Et si vous voulez écouter La petite Tonkinoise chanté par Josephine Baker... tiré du site http://belleindochine.free.fr
De Saïgon à Brest
"Partir
c'est mourir un peu" dit le poète. Ce n'est pas ressenti de la sorte
par Joseph; il aime bien ces départs qui vous emmènent vers d'autres
cieux. Peut-être aussi sera t-il embarqué vers un autre destin? A l'âge de 39 ans, il a encore un bel avenir devant lui. Un sentiment de libération
l'envahit. Tout lui paraît plaisant à bord de "l'Annam". Ce
superbe paquebot est un des fleurons de la flotte des Messageries Maritimes. Pensez donc! ce bâtiment est équipé de deux hélices,
d'une chaudière à triple détente et il peut filer à
18,5 noeuds. De plus la vie à bord du paquebot est luxueuse lorsque l'on
voyage en première classe. Les voyageurs viennent de tous les horizons
de la société. Leur rencontre est l'occasion de sortir du cadre
austère de la vie militaire. Rappelez vous, chers cousins, le port de
la redingote est de rigueur pour le dîner, les conversations sont plaisantes.

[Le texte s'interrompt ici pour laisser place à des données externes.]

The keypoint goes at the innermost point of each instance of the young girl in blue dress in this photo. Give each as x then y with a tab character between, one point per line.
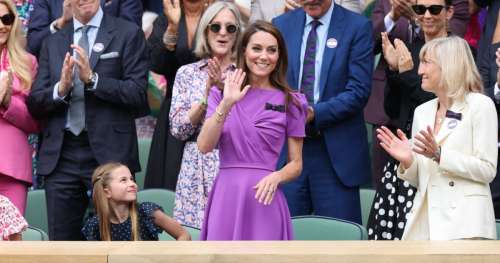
118	215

Prompt à faire de nouvelles connaissances, Joseph apprécie habituellement
bien le contact avec ces gens d'un autre monde que celui qu'il a l'habitude
de côtoyer.
Comme son frère Charles, Joseph arrive à un tournant de sa carrière. Les années ont passé. Il a pu se constituer une certaine retraite qui tient compte de ses campagnes militaires dans les colonies. Dans deux ans il pourrait décider de poursuivre une carrière militaire dans la Marine ou de se libérer pour trouver une nouvelle activité dans la société civile. Cette nouvelle activité lui serait nécessaire pour compléter une retraite militaire modeste. A l'âge de 39 ans l'avenir lui appartient à condition de maintenir quelques bonnes relations.
Joseph
est resté en relation régulière avec son frère Charles.

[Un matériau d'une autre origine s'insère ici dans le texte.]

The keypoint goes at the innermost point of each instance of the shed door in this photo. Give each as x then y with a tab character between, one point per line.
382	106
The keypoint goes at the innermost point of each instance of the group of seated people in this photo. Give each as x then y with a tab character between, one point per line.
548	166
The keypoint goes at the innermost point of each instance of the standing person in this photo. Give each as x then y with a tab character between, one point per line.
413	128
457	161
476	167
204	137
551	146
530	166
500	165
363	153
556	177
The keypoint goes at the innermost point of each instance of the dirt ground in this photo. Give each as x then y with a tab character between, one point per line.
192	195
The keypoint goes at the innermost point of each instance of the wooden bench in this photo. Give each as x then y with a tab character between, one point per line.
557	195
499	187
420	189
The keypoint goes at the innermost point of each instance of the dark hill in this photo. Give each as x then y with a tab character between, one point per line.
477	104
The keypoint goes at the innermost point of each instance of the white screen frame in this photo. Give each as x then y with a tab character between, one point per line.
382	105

Dans ses lettres, celui-ci lui décrit le plaisir qu'il éprouve
à se retrouver à Vannes dans sa nouvelle famille. Il arrive à
Charles d'être lyrique. Il vante à son frère les beautés du golfe
du Morbihan. Sacrée Eugénie qui a réussi à accrocher
un léonard au bord de cette petite mer qui, apparemment, est si merveilleuse
aux yeux de son cadet ! Par ces échanges épistolaires, Joseph est au courant de la nouvelle
situation de son frère. Celui-ci est reparti dans les colonies après
avoir été détaché de la Marine avec ce que l'on
appelle un statut "hors cadre". Il occupe un poste
au Haut Commissariat des Travaux Publics du Sénégal. Cette
situation fait la part belle à l'initiative et à l'exercice
des responsabilités, un statut qui permet de garder les avantages de
la solde militaire agrémentés de "primes de haute mer".

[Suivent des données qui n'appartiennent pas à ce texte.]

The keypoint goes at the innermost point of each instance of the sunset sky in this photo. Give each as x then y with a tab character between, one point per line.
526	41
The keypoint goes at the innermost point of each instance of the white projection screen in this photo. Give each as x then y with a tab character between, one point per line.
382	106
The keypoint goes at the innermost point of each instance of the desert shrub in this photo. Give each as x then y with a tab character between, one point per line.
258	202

Charles a trouvé un bon filon. Voilà une situation qui pourrait bien
séduire Joseph.
En fin
de ce cinquième voyage de retour au "pays", Joseph éprouve
une certaine lassitude. Est-ce la fatigue de ces longs trajets? La raison en
est sans doute plus profonde. Il
faut dire que toutes ces années passées loin de la terre natale
l'ont transformé au point qu'il se demande parfois quelle place est la
sienne sur cette terre qui l'a vu naître. Après le long parcours
en chemin de fer depuis Marseille, son arrivée en gare de Brest confirme
ce sentiment d'abandon. En foulant les pavés du cours d'Ajot, baigné
dans la brume froide du matin, il a le sentiment que toute la ville de Brest
est bien noire et bien triste. Elle lui paraît même carrément
hostile. Il n'y a ici plus personne à qui parler en dehors des camarades
de la Marine. Il pourrait les retrouver et évoquer le passé. Celui-ci
ne l'intéresse déjà plus. Il ne pourra pas retrouver son
cher frère Charles qui est au Sénégal. Brest, la brumeuse,
a été le lieu de ses premiers amours, de ses premiers projets
de vie familiale. Comme nous le savons, Joseph a été deux fois marié
et le voila deux fois veuf. Le souvenir de ces disparitions le hantent souvent. C'était en février 1896 que Jeanne était décédée
sans qu'il ait pu l'accompagner dans sa maladie. Cette triste
nouvelle lui était parvenu avec un mois de retard sans qu'il ne se soit
douté de quelque chose auparavant. Il était alors dans cette Indo-Chine
si éloignée de Brest. Lorsqu'il est au Soudan en août 1903 le décès de Marie le rend veuf une deuxième fois.
"Gast me voilà bien veuf" se dit-il souvent en trouvant dans cette expression du pays brestois une sorte de réconfort moral.